This was the code example from FreeBeerReekingMonk:
-----------------------------
my %SEEN;
my $key;
open( FH, '<', "image.raw" ) or die $!;
binmode(FH);
my $startpos = 10; # skip header
seek(FH, $startpos, 0);
$/ = \42; # set record size
while( <FH> ) {
$key = join("", unpack 'H42', $_ );
$SEEN{$key}++;
# not sure how to calculate stop
}
for my $key (keys %SEEN){
print "key $key seen $SEEN{$key} times\n";
}
# Add method to go from hex key to numeric rgb values if you want
=================================
I have no idea where the \42 came from. I changed it to a
record size=6. Then changed the Unpack from 'H42' to 'H12'
12 hex = 6 bytes.
It works:
# The RIGHT ANSWER IS: RGB hash has 27645898 distinct colors.
sub rgb_hash2() {
my %SEEN;
my $key; # 27645898 colors 216913920 B 36152320 pixels!
$raw="pf-2015.0531-249465.pprgb.7360x4912.raw"; #
$fs=-s $raw; # RAW file size in BYTES
open( FH, '<', "$raw" ) or die $!;
binmode(FH);
# RGB 16 BITS/CHANNEL = 48BITs/PIXEL =
6 BYTE QUANTA -> 12 HEX digits
$/ = \6; # set record size. REF 2 INT, "\6" == 6 B
#$/ = \42; # set record size
while( <FH> ) {
# Smash each 12 Hex rec into 48 BIT UINT48?
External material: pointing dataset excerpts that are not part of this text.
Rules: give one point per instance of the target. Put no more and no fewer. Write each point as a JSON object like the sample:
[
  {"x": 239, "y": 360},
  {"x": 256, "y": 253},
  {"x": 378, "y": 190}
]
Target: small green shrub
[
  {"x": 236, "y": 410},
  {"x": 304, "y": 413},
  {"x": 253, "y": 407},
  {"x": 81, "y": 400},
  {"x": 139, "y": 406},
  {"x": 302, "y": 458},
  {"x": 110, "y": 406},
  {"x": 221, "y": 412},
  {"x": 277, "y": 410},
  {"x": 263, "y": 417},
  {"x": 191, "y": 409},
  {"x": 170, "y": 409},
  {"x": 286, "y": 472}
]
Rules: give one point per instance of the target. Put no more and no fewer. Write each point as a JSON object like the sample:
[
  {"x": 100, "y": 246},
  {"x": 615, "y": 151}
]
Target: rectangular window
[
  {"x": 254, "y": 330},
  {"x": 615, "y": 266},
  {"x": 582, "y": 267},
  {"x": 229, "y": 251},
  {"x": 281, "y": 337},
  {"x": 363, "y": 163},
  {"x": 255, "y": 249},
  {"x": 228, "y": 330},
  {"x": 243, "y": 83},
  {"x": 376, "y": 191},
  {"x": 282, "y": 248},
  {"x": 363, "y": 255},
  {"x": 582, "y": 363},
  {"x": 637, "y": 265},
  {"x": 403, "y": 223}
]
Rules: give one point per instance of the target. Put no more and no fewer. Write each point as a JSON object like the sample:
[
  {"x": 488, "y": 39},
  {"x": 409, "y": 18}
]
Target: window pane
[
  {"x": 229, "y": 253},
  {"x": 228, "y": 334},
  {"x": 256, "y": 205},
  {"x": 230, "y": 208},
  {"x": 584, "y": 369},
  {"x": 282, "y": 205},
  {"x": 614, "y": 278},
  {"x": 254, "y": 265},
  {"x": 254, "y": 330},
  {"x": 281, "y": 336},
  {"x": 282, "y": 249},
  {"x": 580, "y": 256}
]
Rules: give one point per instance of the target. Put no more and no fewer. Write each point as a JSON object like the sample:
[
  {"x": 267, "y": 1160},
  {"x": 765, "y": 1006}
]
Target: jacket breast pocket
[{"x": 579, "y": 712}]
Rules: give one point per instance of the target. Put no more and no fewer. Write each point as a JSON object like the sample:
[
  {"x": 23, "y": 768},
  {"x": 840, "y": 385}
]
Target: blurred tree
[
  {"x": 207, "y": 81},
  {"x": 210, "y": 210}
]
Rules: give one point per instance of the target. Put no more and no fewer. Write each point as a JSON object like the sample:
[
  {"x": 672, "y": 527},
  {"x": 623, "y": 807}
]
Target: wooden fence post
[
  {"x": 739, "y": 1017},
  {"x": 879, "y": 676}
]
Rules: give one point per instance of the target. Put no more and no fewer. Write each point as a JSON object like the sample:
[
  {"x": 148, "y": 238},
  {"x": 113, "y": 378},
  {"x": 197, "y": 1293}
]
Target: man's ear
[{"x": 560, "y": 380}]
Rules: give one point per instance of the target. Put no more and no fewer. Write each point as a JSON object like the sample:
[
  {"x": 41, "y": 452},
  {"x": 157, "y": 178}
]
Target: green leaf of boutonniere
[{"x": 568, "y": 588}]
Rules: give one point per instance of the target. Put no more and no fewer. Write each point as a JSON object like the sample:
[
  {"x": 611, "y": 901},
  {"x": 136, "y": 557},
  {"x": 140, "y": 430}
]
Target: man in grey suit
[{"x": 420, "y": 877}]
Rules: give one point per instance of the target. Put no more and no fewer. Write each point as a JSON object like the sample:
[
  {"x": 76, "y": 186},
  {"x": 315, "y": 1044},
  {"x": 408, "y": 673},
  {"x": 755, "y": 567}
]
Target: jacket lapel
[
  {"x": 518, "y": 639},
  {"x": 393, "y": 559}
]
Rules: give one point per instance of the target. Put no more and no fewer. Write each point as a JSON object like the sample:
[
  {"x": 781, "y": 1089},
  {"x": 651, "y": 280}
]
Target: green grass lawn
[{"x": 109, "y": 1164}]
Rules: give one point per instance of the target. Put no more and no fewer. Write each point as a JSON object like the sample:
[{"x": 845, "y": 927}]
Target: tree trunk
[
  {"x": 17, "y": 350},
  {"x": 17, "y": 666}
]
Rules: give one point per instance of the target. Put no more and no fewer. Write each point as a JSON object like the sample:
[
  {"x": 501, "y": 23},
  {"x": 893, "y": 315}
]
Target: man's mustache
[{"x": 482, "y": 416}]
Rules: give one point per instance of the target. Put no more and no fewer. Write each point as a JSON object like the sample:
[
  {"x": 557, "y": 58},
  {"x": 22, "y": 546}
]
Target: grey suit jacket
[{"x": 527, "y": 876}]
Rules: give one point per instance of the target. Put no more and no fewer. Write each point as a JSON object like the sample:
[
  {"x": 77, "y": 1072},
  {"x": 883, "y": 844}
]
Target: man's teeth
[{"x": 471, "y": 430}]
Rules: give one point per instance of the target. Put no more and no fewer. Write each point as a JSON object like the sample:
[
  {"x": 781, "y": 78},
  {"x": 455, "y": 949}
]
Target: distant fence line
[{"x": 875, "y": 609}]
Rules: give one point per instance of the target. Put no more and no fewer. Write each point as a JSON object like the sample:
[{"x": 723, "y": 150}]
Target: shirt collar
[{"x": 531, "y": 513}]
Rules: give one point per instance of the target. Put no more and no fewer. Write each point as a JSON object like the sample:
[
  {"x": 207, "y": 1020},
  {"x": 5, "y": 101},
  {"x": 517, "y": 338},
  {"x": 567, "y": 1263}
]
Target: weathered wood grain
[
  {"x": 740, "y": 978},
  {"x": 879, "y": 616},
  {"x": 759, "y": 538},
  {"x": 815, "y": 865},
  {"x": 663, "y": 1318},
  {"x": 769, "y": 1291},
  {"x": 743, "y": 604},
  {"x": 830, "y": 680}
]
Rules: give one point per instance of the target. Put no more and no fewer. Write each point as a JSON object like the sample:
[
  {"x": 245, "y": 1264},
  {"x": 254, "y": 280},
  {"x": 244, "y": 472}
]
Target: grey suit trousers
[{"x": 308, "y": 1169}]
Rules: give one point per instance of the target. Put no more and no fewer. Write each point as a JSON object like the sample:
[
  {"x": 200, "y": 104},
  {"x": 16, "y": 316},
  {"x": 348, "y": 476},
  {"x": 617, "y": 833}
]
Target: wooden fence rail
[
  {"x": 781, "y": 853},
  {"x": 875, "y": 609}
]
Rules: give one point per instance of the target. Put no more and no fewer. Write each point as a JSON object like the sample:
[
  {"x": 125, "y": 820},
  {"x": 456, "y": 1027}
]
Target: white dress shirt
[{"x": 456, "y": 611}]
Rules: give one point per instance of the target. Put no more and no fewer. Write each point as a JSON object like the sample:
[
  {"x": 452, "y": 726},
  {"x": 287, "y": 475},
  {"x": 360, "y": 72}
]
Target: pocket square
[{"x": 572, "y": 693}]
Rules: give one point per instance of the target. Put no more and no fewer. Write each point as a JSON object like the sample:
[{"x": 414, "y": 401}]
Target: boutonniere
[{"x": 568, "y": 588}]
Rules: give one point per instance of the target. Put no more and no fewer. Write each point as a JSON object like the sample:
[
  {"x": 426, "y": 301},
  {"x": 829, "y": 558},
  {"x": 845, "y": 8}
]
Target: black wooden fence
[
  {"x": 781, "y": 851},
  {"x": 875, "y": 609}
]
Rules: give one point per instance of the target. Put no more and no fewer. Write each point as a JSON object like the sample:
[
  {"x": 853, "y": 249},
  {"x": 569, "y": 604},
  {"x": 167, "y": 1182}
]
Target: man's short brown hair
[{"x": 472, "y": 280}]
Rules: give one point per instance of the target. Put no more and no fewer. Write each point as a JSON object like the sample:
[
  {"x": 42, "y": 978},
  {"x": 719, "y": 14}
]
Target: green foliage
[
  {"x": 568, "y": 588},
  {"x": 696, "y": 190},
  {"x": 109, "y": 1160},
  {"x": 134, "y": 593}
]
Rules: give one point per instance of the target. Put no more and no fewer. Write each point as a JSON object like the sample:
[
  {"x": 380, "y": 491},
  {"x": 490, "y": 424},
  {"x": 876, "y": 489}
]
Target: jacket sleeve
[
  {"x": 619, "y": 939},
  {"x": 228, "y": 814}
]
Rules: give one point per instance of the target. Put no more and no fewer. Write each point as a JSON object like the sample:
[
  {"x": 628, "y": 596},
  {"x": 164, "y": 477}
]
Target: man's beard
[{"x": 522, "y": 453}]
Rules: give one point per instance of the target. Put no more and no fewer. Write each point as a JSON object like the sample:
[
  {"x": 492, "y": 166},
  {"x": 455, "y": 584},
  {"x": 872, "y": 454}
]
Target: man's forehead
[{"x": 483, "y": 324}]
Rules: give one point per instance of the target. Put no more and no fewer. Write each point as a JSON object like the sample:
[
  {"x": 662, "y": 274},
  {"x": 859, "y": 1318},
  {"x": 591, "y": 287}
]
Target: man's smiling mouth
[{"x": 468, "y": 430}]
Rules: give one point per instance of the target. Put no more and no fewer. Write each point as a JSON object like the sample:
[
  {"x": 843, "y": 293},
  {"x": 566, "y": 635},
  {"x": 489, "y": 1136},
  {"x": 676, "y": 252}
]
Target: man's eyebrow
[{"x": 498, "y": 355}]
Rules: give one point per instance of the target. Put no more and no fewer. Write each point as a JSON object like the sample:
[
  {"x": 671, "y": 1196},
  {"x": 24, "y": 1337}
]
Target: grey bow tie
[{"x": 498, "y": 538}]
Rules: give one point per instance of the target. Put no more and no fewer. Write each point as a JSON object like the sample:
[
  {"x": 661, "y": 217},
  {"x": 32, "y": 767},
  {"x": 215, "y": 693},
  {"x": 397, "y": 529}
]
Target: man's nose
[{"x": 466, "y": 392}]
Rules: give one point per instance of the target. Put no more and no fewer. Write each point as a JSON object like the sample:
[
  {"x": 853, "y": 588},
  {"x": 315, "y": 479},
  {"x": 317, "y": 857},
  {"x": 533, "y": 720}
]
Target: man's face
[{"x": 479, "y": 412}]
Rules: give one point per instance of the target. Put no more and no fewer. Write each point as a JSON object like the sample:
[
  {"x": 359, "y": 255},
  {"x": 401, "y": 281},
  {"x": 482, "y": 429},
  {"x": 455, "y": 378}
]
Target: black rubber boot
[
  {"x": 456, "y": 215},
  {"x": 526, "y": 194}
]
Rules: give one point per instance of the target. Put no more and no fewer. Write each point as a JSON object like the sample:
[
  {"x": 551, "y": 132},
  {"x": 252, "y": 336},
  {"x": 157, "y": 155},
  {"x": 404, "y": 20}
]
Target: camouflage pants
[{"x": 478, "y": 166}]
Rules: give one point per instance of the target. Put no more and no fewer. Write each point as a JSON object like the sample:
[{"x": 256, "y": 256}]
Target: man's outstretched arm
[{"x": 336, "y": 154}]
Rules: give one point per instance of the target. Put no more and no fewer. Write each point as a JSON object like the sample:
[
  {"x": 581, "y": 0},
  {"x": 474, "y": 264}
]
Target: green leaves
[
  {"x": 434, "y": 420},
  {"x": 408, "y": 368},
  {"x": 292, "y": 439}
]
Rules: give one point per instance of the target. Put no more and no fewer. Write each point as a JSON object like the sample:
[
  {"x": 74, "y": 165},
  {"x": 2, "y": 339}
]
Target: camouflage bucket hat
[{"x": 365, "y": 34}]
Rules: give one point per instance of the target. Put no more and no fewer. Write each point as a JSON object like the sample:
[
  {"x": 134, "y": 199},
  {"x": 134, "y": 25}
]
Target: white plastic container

#$key = join("", unpack 'S3', $_ );
$key = join("", unpack 'H12', $_ );
$SEEN{$key}++;
}
close FH;
$sk=scalar keys %SEEN; # Scalar Keys. How many COLORS?
printf("Seen{%d}, file_size=%2.6fMB, -> %1.6f B/key\n",
$sk, $fs/1.0E6, $fs/$sk);
return $sk;
}
I also tried it with 3 Unsigned Shorts too.
=====================================================
=====================================================
Monk Ed suggested something at a bit lower level with a
sysread into a tiny 4096 * 6 byte buffer and nibbling
the buffer substr.
If you monkey with the buffer size and try a size not
evenly divisible by 6, it breaks. D'oh!
===============================================
Ed's ~ code (may be partially mangled by me).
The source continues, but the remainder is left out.